King Solomon Ebenezer  1 Ramesh NachimuthuPrabha ThiagarajanRajesh Kannan Velu
Affiliations

in silico identification of cross affinity towards Cry1Ac pesticidal protein with receptor enzyme in Bos taurus and sequence, structure analysis of crystal proteins for stability

King Solomon Ebenezer et al. Bioinformation. .

Abstract

Any novel protein introduced into the GM crops need to be evaluated for cross affinity on living organisms. Many researchers are currently focusing on the impact of Bacillus thuringiensis cotton on soil and microbial diversity by field experiments. In spite of this, in silico approach might be helpful to elucidate the impact of cry genes. The crystal a protein which was produced by Bt at the time of sporulation has been used as a biological pesticide to target the insectivorous pests like Cry1Ac for Helicoverpa armigera and Cry2Ab for Spodoptera sp. and Heliothis sp. Here, we present the comprehensive in silico analysis of Cry1Ac and Cry2Ab proteins with available in silico tools, databases and docking servers.
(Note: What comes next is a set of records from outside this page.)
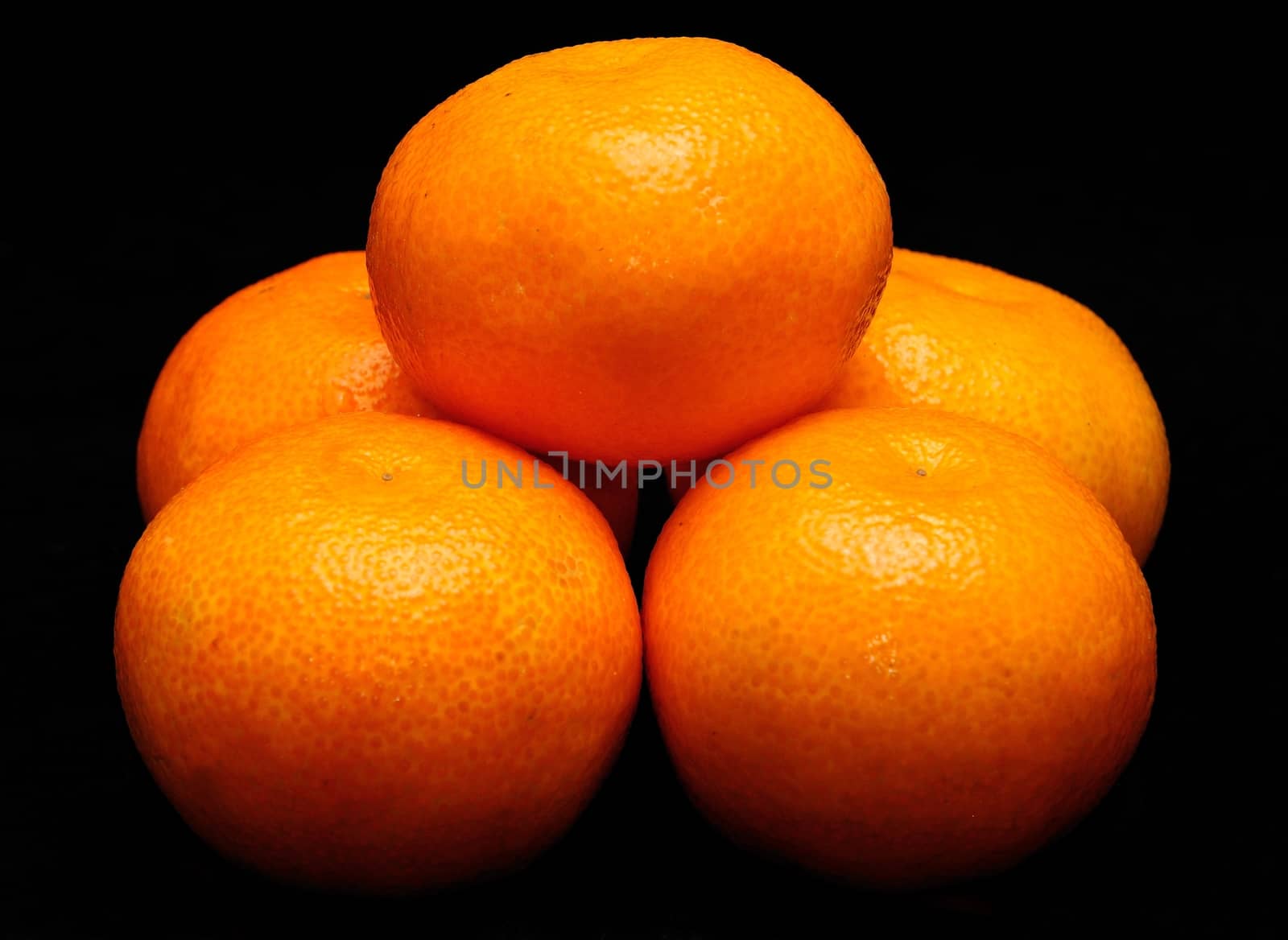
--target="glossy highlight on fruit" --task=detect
[823,249,1170,564]
[642,408,1155,887]
[367,39,891,461]
[114,412,642,893]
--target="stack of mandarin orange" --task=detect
[116,39,1168,891]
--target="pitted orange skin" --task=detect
[367,39,891,461]
[116,412,642,893]
[822,249,1170,563]
[138,251,434,519]
[138,251,639,552]
[644,408,1155,887]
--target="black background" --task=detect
[2,10,1288,938]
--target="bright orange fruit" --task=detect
[138,251,639,551]
[116,412,642,891]
[823,249,1170,563]
[644,408,1155,886]
[367,39,891,461]
[138,251,434,519]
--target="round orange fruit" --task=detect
[138,251,433,519]
[367,39,891,461]
[823,249,1170,563]
[114,412,642,891]
[138,251,639,551]
[644,408,1155,887]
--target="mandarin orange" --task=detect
[367,39,891,461]
[138,251,639,552]
[644,408,1155,887]
[114,412,642,891]
[822,249,1170,563]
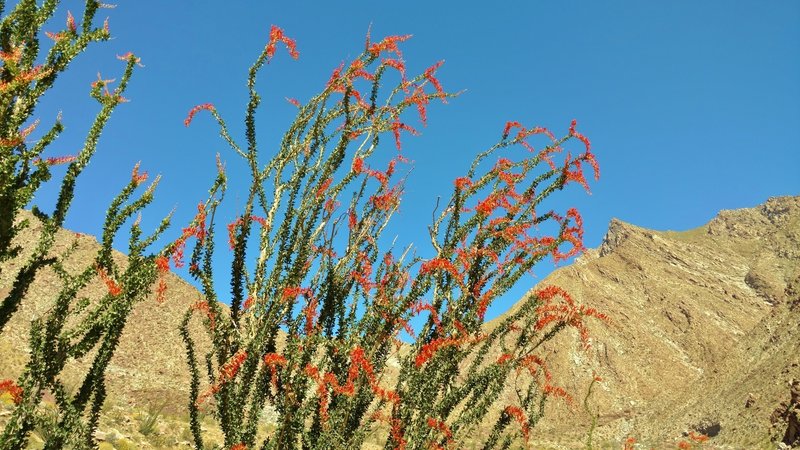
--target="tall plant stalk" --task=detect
[180,26,605,449]
[0,0,169,450]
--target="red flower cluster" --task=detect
[0,380,23,405]
[266,25,300,59]
[367,34,411,59]
[305,347,400,423]
[183,103,216,127]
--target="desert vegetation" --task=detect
[10,0,788,449]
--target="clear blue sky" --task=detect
[28,0,800,315]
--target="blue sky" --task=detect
[26,0,800,322]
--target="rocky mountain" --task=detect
[0,197,800,448]
[490,197,800,448]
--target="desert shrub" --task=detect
[170,26,604,449]
[0,0,168,449]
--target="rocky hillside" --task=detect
[494,197,800,448]
[0,197,800,448]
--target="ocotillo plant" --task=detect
[0,0,168,449]
[180,27,604,449]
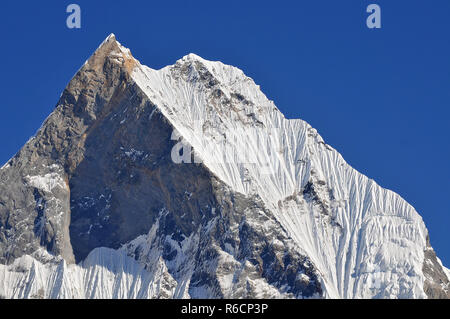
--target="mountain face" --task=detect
[0,35,450,298]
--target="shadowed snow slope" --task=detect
[0,35,450,298]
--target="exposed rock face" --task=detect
[0,36,449,298]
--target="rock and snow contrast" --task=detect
[0,35,450,298]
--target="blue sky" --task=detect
[0,0,450,267]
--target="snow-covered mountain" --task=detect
[0,35,450,298]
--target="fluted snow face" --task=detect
[0,38,449,298]
[129,50,427,298]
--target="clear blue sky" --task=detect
[0,0,450,266]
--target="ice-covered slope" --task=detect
[0,36,449,298]
[133,48,446,298]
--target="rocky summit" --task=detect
[0,35,450,298]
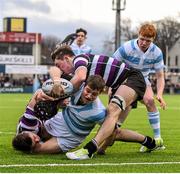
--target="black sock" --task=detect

Molecular docking of Cry1Ac with procarboxypeptidase from Helicoverpa armigera and Cry1Ac with Leucine aminopeptidase from Bos taurus has showed the 125(th) amino acid position to be the preference site of Cry1Ac protein. The structures were compared with each other and it showed 5% of similarity. The cross affinity of this toxin that have confirmed the earlier reports of ill effects of Bt cotton consumed by cattle.

Keywords: Bacillus thuringiensis; Cross affinity; Crystal protein; Docking; Persistence; Phylogenetic analysis.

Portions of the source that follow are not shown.